Vos pâtes aussi méritent le meilleur
Avec cette nouvelle vision de sa nourriture, la Botte met les deux pieds dans nos assiettes, retrace Nathalie Louisgrand, enseignante-chercheuse spécialiste de la gastronomie à la Grenoble Ecole de management. Pasta et pizzas n’ont jamais été bien loin, puis les tiramisu, buffala et foccacia se sont mis à franchir les Alpes à leur tour.
Et voici donc le pesto : « Il permet de donner à un plat de pâtes une autre dimension. C’est tout de suite plus sexy qu’avec de la sauce tomate », estime Nathalie Louisgrand. Maintenant qu’on peut bouffer des pâtes à foison sans passer pour un cuisinier branleur ou un étudiant qui refuse de grandir, les 1.001 variétés de pesto « permettent aussi de diversifier simplement les plats ». Pesto au citron, à la noisette, à la carotte, aux épinards...
L’impression healthy et authentique
D’autres tendance expliquent l’avènement de la recette. Marie-Eve Laporte, enseignante-chercheuse à l’université Paris-Saclay et spécialiste de l’évolution du comportement alimentaire, cite le végétarisme, mais aussi l’amour « des recettes faites soi-même » et « la tendance healthy ». Pourtant, le produit est calorique et reste beaucoup moins sain qu’une bonne vieille sauce tomate. Mais « de par sa recette simple à faire soi-même, la mise en avant du régime méditerranéen depuis quelques années et l’aspect traditionnel de la gastronomie italienne, le pesto évite l’image industrielle que peuvent avoir certaines sauces. »
Mais pour devenir le roi, le pesto a encore beaucoup de chemin à faire. Aussi forte soit sa progression, il ne représente que 12 % du marché des sauces en France, renseigne Chloé Verneret.
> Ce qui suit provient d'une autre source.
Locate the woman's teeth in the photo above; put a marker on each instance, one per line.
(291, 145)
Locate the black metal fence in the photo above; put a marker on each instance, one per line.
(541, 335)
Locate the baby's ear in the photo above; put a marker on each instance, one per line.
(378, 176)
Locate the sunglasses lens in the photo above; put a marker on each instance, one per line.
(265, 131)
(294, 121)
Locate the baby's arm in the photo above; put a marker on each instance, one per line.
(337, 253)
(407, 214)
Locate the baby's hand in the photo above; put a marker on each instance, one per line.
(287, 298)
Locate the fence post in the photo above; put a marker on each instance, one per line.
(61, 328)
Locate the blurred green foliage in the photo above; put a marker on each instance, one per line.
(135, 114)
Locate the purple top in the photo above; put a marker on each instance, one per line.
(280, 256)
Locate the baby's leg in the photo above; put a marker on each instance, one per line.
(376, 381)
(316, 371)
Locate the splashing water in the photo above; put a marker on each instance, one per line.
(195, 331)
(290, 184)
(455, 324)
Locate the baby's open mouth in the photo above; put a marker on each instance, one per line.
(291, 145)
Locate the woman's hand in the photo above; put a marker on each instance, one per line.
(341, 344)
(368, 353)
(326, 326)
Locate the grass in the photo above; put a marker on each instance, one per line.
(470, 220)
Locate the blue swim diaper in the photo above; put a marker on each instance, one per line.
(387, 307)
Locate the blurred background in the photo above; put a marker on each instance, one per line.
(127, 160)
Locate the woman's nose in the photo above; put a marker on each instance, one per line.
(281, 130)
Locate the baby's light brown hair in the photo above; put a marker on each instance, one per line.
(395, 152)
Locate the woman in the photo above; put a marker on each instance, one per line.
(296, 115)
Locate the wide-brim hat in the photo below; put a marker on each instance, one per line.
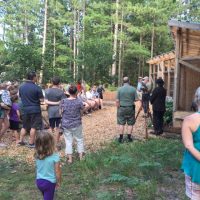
(160, 81)
(146, 77)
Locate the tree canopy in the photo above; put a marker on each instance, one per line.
(81, 39)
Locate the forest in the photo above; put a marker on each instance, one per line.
(98, 41)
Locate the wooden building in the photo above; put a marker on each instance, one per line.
(163, 66)
(187, 66)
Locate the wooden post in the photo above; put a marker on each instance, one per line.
(177, 70)
(169, 78)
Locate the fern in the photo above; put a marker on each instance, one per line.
(150, 164)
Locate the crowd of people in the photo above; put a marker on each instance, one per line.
(127, 95)
(22, 105)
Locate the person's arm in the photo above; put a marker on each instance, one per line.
(40, 94)
(58, 174)
(4, 106)
(117, 99)
(51, 102)
(188, 139)
(153, 96)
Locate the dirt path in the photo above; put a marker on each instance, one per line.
(99, 128)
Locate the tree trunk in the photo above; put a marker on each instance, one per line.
(71, 47)
(140, 59)
(152, 40)
(44, 42)
(54, 50)
(26, 27)
(120, 50)
(78, 38)
(74, 66)
(83, 67)
(114, 65)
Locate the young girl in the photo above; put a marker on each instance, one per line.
(14, 118)
(48, 170)
(71, 122)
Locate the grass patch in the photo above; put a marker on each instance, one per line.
(141, 170)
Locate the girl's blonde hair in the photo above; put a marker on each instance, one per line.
(44, 145)
(197, 97)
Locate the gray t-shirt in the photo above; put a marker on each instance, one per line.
(54, 95)
(71, 113)
(126, 95)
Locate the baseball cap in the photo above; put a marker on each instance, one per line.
(146, 77)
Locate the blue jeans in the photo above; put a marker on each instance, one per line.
(47, 188)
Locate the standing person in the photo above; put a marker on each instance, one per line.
(157, 99)
(54, 95)
(79, 86)
(126, 96)
(48, 171)
(139, 85)
(191, 159)
(71, 123)
(5, 105)
(101, 90)
(14, 118)
(146, 91)
(31, 96)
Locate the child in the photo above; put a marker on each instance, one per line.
(14, 117)
(5, 105)
(71, 122)
(48, 170)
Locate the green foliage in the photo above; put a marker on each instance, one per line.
(21, 45)
(141, 168)
(168, 117)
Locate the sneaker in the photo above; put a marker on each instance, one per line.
(31, 146)
(2, 145)
(120, 140)
(130, 139)
(21, 144)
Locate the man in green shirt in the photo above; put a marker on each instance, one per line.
(126, 96)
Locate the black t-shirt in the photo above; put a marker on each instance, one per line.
(30, 95)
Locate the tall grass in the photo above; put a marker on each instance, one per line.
(140, 170)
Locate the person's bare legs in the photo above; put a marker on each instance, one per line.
(5, 125)
(16, 134)
(69, 158)
(32, 136)
(81, 156)
(121, 133)
(130, 130)
(22, 134)
(1, 125)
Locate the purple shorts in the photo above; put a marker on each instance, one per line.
(47, 188)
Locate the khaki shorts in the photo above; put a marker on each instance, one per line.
(126, 115)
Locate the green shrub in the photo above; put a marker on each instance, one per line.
(168, 117)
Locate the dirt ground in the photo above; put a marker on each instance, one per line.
(98, 128)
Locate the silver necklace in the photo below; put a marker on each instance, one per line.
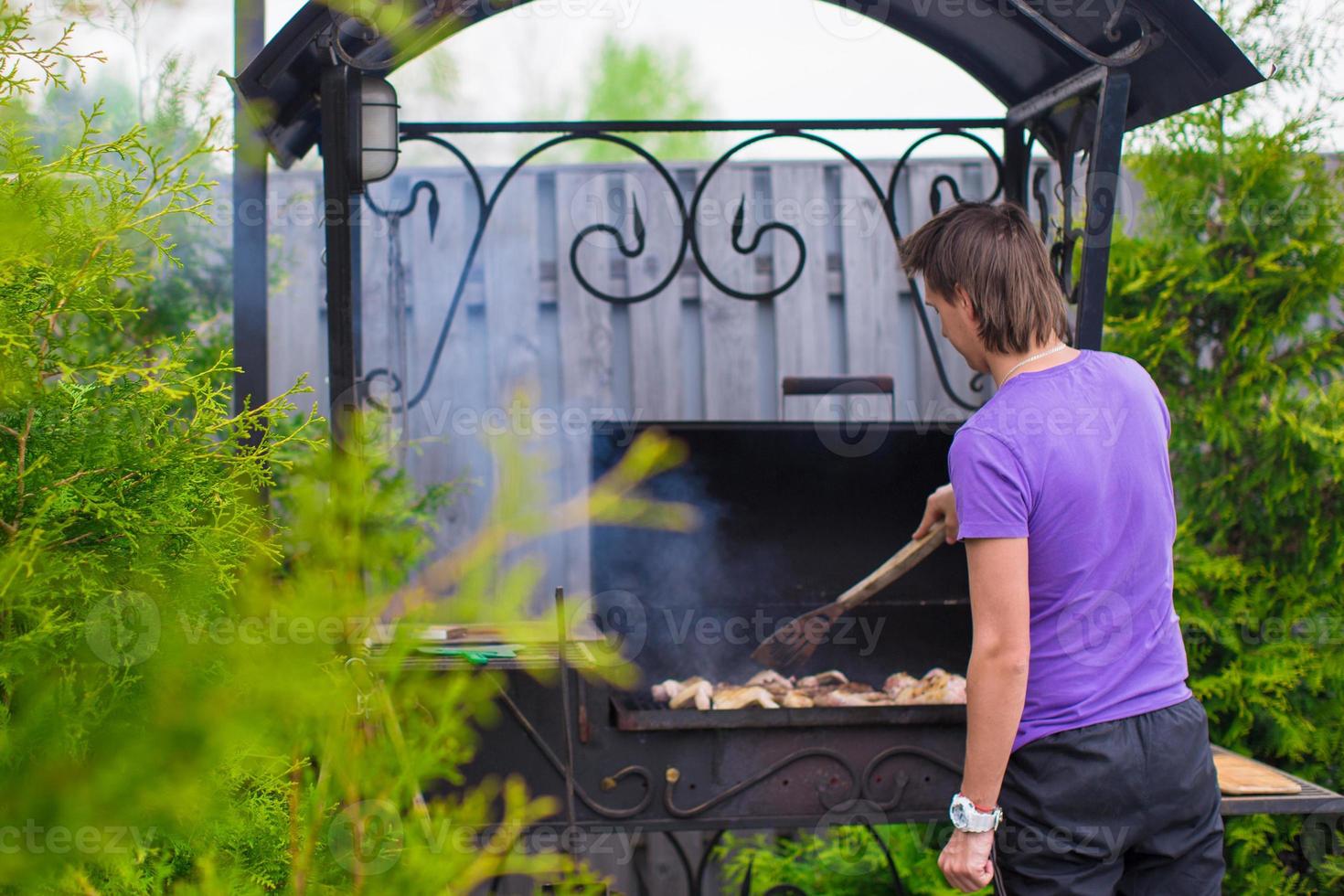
(1034, 357)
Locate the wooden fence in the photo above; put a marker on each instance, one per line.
(688, 352)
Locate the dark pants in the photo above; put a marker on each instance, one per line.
(1126, 806)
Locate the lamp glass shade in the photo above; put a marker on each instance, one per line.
(378, 129)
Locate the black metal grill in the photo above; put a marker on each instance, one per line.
(792, 516)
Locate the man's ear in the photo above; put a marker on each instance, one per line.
(964, 303)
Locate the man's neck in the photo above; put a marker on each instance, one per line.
(1000, 366)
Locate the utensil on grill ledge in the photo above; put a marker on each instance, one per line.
(792, 644)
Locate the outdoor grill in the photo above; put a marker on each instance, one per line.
(791, 515)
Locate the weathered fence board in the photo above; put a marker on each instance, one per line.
(688, 352)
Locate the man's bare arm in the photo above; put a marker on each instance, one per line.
(997, 680)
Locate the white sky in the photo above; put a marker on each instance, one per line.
(803, 59)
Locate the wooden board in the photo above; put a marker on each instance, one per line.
(1243, 776)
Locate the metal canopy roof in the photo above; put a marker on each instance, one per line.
(1019, 50)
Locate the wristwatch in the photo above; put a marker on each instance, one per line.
(971, 818)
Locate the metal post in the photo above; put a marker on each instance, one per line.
(340, 185)
(249, 225)
(1015, 164)
(1103, 189)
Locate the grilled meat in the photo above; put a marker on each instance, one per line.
(769, 689)
(735, 698)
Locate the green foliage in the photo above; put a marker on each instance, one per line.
(1229, 295)
(837, 861)
(640, 82)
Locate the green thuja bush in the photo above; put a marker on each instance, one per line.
(186, 703)
(1229, 294)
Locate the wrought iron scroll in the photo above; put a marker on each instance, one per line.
(742, 243)
(609, 782)
(1062, 237)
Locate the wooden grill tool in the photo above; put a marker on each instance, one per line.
(792, 644)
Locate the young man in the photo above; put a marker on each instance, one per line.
(1083, 738)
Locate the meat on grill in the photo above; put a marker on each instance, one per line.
(769, 689)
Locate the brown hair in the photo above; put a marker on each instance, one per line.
(997, 257)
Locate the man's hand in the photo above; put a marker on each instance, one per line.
(965, 860)
(940, 507)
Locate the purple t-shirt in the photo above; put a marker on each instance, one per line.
(1074, 460)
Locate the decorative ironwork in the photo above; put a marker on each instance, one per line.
(609, 782)
(687, 215)
(1128, 54)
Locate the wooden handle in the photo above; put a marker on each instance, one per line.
(897, 566)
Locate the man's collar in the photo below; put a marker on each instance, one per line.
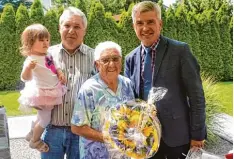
(79, 49)
(154, 45)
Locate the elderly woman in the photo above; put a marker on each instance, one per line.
(107, 88)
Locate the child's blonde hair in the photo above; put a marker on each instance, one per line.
(30, 35)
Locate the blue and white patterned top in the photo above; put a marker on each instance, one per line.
(93, 98)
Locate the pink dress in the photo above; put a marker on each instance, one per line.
(44, 91)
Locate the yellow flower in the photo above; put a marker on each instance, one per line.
(147, 131)
(122, 125)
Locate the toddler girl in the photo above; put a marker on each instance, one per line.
(43, 82)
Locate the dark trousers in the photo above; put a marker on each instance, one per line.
(166, 152)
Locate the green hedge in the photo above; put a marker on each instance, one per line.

Les sauces tomate sans viande pèsent à elles seules 57 % . Et les sauces avec viande, dont les fameuses bolognaises, 30 %.
Une recette pas si populaire
Il faut dire que le pesto a encore beaucoup de cibles à conquérir. « Le consommateur type, c’est un foyer urbain, plus aisé que la moyenne, avec une sur-présence parisienne. C’est un marché qui séduit principalement les jeunes, les moins de 35 ans sont de loin la catégorie qui en achète le plus », développe l’experte nielsenIQ. Le pesto a aussi du mal à s’implanter dans les familles : « Généralement, ce sont des foyers d’une à deux personnes qui achètent du pesto. Pour les foyers plus nombreux, la sauce tomate est largement préférée. »
Et la multiplication des sauces, qui fait très joli dans les rayons ? Là encore, le succès est à nuancer. Le pesto repose en France sur deux mastodontes, le Rosso et le Genovese (le rouge et le vert pour les nuls en italien). Ces deux-là représentent 80 % du secteur. Oui, le pesto a anobli les pâtes en France. Mais être noble, ce n’est pas encore être populaire.